Acoustic field modeling and experimental research of an overflow cavity fiber optic hydrophone based on COMSOL simulation

Abstract

The fiber-optic hydrophone, with the characteristics of high sensitivity, easy multiplexing and long transmission distance, is becoming a new direction for the development of the underwater detection system. The overflow cavity type optical fiber hydrophone is composed of a sensitizing inner shell, a rigid outer housing, sensing optical fiber and other auxiliary structures. It is a small-size and high-sensitivity hydrophone in the form of the air-backed sensitized structure, which could be applied to new towed array and fixed array system. In this paper, the acoustic performance of the hydrophones in different sound fields was simulated using the COMSOL finite element analysis. In the light of the design of the overflow cavity type optical fiber hydrophone, the acoustic field distribution of the hydrophone surface and the strain distribution of the optical sensing fiber were analyzed and compared with the free sound field model and the standing wave field model.

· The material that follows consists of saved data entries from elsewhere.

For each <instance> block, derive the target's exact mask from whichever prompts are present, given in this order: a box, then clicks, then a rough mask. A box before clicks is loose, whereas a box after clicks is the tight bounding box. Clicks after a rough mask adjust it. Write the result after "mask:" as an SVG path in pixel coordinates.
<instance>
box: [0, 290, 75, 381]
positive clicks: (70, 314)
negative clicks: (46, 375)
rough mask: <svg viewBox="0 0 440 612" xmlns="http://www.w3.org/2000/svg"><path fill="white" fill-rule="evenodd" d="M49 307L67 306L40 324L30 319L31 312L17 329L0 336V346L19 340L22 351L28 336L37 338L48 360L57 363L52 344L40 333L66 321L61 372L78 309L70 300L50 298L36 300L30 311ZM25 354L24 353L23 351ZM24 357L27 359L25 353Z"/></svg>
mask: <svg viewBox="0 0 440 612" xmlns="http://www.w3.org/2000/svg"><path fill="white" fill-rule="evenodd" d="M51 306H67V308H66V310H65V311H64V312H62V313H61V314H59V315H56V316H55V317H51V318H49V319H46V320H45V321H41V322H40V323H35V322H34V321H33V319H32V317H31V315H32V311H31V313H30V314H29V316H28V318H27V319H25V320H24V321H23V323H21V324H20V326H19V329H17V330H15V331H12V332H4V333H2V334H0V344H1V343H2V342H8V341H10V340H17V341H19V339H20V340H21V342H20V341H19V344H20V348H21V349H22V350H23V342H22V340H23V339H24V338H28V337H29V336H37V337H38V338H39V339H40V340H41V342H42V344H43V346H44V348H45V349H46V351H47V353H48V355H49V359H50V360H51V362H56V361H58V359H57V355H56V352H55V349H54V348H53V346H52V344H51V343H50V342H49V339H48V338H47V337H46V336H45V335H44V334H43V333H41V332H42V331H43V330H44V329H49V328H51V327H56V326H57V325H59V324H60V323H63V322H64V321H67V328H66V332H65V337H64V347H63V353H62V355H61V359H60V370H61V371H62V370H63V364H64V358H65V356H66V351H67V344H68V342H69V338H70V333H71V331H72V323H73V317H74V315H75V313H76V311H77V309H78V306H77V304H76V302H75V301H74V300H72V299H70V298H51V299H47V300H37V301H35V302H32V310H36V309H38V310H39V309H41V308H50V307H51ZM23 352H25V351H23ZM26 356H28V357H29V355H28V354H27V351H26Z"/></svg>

And the sensitivity response of the hydrophone was predicted. On this basis, the sample of the overflow cavity type optical fiber hydrophone with the same design parameters was developed, and the sensitivity test was carried out in the standing wave tube. The experimental results show that the test frequency is 315 Hz to 2 kHz, the phase shift sensitivity of the hydrophones is -143 dB ref.1 rad/μPa. The difference between the test results and the simulation results is less than 1.5 dB under 1kHz.